Il Coreper, organismo dell’Unione europea composto dagli ambasciatori permanenti presso l’a stessa UE, ha rinviato nuovamente il voto, previsto per oggi sul divieto dal 2035 della vendita di auto nuove diesel e benzina. E’ il secondo rinvio dopo quello del 1° marzo.
Il punto è stato tolto anche Dall’agenda del Consiglio europeo del 7 marzo, in cui era prevista l’approvazione finale l’argomento è stato cancellato e rimandato a una futura sessione del Consiglio in data da destinarsi.
Daniel Holmberg, portavoce della Presidenza di turno, svedese, del Consiglio Ue: “Il Coreper tornerà sulla questione a tempo debito”.
Il regolamento, sottoposto oggi all’approvazione del Coreper, che prevede il divieto di vendita di auto nuove con motori endotermici (principalmente diesel e benzina) dal 2035, era stato sottoposto al giudizio del Parlamento europeo e approvato -in linea di principio- con il voto contrario della Polonia e l’astensione della Bulgaria. Alla Polonia e all’Ungheria si è allineata l’Italia, che aveva dato il suo assenso e si è allineata a due dei quattro Paesi di Visegrad (Polonia, Repubblica Ceca, Slovacchia e Ungheria). Non si è pronunciata la sola Germania.
Gilberto Pichetto Fratin: “Il nuovo rinvio in sede Ue sulla decisione riguardante lo stop ai motori termici al 2035 tiene giustamente conto di una forte resistenza di alcuni Paesi europei, con l’Italia in prima fila, a un’impostazione del Regolamento troppo ideologica e poco concreta. L’Italia ha una posizione molto chiara: l’elettrico non può essere l’unica soluzione del futuro, tanto più se continuerà, come è oggi, ad essere una filiera per pochi.
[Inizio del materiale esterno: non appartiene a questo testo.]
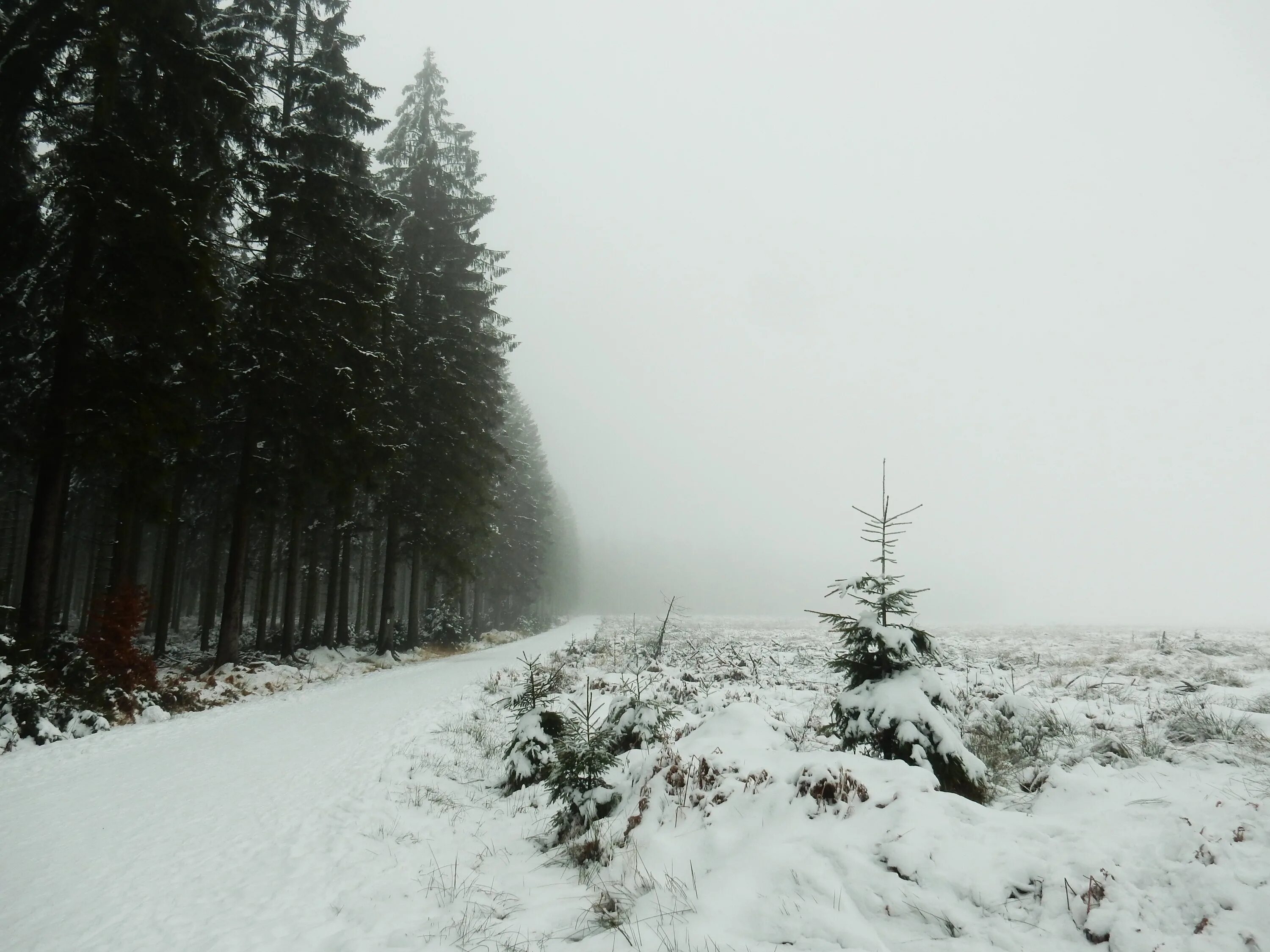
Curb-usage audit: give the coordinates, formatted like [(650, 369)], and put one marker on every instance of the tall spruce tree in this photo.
[(446, 343), (135, 107), (309, 323)]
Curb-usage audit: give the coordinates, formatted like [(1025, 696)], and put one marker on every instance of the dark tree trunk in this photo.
[(263, 589), (373, 589), (74, 530), (345, 583), (235, 572), (290, 602), (364, 574), (328, 627), (155, 578), (168, 584), (384, 644), (412, 633), (98, 570), (280, 579), (47, 507), (310, 592), (207, 603)]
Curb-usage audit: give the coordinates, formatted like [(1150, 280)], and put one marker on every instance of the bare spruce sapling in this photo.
[(896, 705), (531, 754)]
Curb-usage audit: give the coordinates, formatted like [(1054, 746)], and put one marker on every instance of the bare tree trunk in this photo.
[(98, 570), (47, 506), (168, 587), (412, 633), (74, 531), (328, 627), (345, 579), (280, 583), (373, 589), (384, 645), (235, 572), (291, 601), (207, 602), (313, 578), (262, 592)]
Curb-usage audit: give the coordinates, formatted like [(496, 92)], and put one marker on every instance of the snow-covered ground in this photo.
[(364, 813)]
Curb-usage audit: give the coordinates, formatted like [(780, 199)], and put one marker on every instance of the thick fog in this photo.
[(1019, 252)]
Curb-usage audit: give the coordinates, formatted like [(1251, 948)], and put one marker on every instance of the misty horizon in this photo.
[(1052, 223)]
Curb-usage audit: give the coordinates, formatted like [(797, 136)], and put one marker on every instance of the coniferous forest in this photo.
[(252, 372)]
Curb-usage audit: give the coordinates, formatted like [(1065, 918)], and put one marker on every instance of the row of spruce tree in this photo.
[(246, 365)]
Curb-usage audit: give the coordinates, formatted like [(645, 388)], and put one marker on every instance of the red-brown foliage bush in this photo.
[(115, 621)]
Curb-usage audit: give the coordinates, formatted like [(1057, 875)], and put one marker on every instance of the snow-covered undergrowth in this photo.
[(1128, 771), (187, 682)]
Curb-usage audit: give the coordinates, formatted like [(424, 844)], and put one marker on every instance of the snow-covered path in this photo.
[(226, 829)]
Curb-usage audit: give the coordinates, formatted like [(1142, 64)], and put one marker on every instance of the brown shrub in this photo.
[(115, 622)]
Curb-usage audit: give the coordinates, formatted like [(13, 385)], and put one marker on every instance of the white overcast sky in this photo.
[(1020, 250)]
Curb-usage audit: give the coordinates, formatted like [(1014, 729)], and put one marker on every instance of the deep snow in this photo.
[(365, 813), (237, 828)]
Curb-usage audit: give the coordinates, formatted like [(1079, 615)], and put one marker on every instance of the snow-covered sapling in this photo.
[(583, 756), (635, 716), (896, 706), (530, 756)]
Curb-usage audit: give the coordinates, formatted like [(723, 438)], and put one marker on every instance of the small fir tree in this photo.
[(896, 705), (637, 718), (583, 756), (531, 754)]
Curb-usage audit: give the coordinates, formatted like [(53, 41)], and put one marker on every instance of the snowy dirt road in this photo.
[(239, 828)]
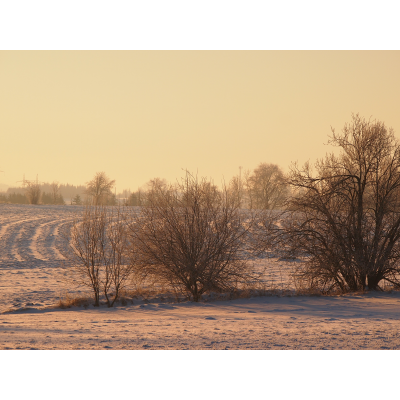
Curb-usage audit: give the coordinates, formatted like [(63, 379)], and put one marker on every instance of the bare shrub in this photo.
[(32, 192), (99, 188), (98, 243), (345, 217), (191, 237)]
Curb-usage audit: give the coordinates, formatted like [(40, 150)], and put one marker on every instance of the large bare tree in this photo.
[(99, 252), (191, 237), (99, 188), (345, 215)]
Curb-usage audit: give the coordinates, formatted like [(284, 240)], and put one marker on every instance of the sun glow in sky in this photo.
[(137, 115)]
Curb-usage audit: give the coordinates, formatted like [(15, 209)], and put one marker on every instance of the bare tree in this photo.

Puntare inoltre sui carburanti rinnovabili è una soluzione strategica e altrettanti pulita, che consente di raggiungere importanti risultati ambientali evitando pesanti ripercussioni negative in chiave occupazionale e produttiva“.
Ed ha concluso: “La decarbonizzazione del settore dei trasporti, che resta obiettivo prioritario deve tenere conto delle peculiarità nazionali e di tempistiche compatibili con lo sviluppo del settore dell’automotive. Ci auguriamo che questa pausa consenta anche ad altri paesi e alle stesse istituzioni europee una ulteriore riflessione su un tema così importante per cittadini e imprese“.
“Essere in prima fila” con in seconda Ungheria e Polonia, con i loro problemi in ordine ai diritti civili, non è che inorgoglisca molti italiani, fuori dai palazzi del potere di questa maggioranza. Diciamolo con un poco di onestà: l’occupazione non c’entra nulla, perché non cambia il numero di operai addetti alla fabbricazione, se costruisco un’auro elettrica o diesel, né cambia assolutamente nulla nell’indotto. Cambia l’inquinamento, che non sembra sia una preoccupazione di questa maggioranza e cambia il fatto che molti finti imprenditori, che da sempre dimostrano interesse solo per il profitto, infischiandosene altamente del futuro aziendale o del benessere sociale (Taranto docet), non sono disponibili ad investire alcunché per adeguare le proprie fabbriche ed aziende alla produzione del futuro ed del mondo globale.
Sarebbe opportuna una riflessione sul fatto che “sic stantibus rebus” (la Treccani lo traduce con “stando così le cose”), dall’1.1.2035 il mercato europeo si chiude alla produzione italiana dell’auto e dei mezzi industriali, salvo che non si voglia considerare mercati floridi Ungheria e Polonia. Desta meraviglia peraltro che la Meloni, esclusa recentemente dalla cena all’Eliseo di Macron e Scholz con Zelenskiy, abbia reagito sostenendo, parafrasiamo: “Li erano solo due capi di stato, qui ce ne sono venticinque”. Gli alleati ora sono due, i contrari 24, in attesa della decisione della Germania. Decisamente repentino, come cambio di rotta, ma ormai a di rotta e marce indietro ci stiamo abituando.